Most disassembly tools perform either a linear sweep retrieval or a recursive traversal retrieval. Linear sweep starts at the beginning of each executable section and disassembles from the first offset, continuing to the offset following the end of the retrieved instruction. Recursive traversal has a formal definition, but put simply, it performs piece-wise linear sweep over a series of program blocks, or contiguous (non-branching) instruction segments. When a branch instruction is discovered, an attempt is made to determine the target and, if any are found, each target is recursively disassembled. I mentioned in an earlier post that this tool can handle aliased instructions by intentional design. This ability affords us several benefits as a disassembler, one of which is ability to perform both linear sweep and recursive traversal simultaneously.
The PE parser provides us with a number of disassembly targets, some of which are definitely correct, and some which have no such guarantee. The wonder of hybrid disassembly is that we don’t have to pick between one or another, we can just start disassembling from anywhere in the file, using either retrieval method.

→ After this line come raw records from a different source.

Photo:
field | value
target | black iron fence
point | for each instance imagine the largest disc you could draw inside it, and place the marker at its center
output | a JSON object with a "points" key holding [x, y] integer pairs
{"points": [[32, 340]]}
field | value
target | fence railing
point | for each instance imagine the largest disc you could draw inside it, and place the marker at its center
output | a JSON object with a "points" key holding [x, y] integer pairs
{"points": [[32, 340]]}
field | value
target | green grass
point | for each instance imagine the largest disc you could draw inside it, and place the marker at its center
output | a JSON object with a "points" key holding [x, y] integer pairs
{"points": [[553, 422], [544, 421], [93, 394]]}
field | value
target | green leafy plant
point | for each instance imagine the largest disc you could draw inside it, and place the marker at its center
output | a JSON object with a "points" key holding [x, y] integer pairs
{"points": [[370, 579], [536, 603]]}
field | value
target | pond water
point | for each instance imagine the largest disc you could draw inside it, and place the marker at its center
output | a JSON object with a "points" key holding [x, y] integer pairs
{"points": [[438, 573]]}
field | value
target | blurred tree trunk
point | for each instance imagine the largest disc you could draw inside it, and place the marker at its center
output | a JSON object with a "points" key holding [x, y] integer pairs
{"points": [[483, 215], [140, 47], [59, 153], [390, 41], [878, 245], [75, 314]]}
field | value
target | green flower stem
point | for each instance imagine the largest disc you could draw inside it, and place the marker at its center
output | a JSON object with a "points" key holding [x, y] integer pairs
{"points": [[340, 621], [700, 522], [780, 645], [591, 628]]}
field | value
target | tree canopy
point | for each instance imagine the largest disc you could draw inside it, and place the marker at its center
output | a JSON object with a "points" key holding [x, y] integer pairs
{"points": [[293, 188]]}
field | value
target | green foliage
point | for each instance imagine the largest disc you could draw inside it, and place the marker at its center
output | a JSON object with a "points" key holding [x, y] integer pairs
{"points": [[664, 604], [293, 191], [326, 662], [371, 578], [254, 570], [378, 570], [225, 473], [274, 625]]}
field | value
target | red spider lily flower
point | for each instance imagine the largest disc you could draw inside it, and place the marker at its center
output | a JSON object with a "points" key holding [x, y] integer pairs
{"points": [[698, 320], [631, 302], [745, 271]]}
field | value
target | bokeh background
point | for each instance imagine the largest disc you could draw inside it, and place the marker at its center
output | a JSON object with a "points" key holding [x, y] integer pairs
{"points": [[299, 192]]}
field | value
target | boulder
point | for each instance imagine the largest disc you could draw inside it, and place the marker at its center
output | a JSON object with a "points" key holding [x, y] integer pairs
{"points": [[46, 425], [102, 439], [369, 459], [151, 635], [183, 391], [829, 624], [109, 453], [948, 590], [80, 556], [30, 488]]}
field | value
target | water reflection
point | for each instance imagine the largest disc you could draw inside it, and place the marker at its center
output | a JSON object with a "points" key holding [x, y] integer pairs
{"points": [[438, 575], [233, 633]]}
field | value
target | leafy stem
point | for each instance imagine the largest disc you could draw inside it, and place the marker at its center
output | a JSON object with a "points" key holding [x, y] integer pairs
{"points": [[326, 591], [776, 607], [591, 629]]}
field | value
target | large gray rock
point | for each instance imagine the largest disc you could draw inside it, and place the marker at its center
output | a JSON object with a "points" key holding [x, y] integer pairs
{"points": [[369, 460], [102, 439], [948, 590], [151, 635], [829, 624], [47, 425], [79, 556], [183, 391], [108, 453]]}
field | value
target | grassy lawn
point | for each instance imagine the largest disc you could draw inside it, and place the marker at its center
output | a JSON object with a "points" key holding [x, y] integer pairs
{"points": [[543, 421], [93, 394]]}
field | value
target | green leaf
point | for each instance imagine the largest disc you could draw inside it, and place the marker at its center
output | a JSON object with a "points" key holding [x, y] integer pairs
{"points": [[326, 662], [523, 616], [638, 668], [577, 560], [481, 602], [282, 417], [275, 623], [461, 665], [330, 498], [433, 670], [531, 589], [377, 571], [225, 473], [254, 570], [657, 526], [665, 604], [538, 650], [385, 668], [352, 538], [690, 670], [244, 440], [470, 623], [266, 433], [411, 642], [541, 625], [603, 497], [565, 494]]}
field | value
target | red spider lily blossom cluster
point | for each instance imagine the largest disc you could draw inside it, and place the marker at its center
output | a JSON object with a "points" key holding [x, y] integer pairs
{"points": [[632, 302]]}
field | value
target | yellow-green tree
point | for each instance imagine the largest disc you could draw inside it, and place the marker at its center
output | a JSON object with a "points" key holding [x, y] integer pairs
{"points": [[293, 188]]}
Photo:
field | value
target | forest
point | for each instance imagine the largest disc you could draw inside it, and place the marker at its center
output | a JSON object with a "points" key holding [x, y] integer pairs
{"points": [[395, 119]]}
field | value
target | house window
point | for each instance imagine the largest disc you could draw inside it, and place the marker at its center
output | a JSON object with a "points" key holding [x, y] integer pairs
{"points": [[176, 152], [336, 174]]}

Windows PE files present several useful addresses to disassemble from:
- First address in an executable section
- Exported functions
- TLS initializers
- Program Entry Point
The first address in a section is useful for performing linear sweep retrievals, allowing disassembly of the largest amount of program code. Following this, we try to select exported function identifiers (assuming any exist). The header location containing these offsets does not necessarily have to be valid, so we only select them if the header passes a sanity check. TLS initializers absolutely must be sane to execute, so we rely on the address listed as well. Finally, the program entry point also must be valid, except in the instance of TLS initializers. The 3 latter target sets are all disassembled via recursive traversal mechanisms.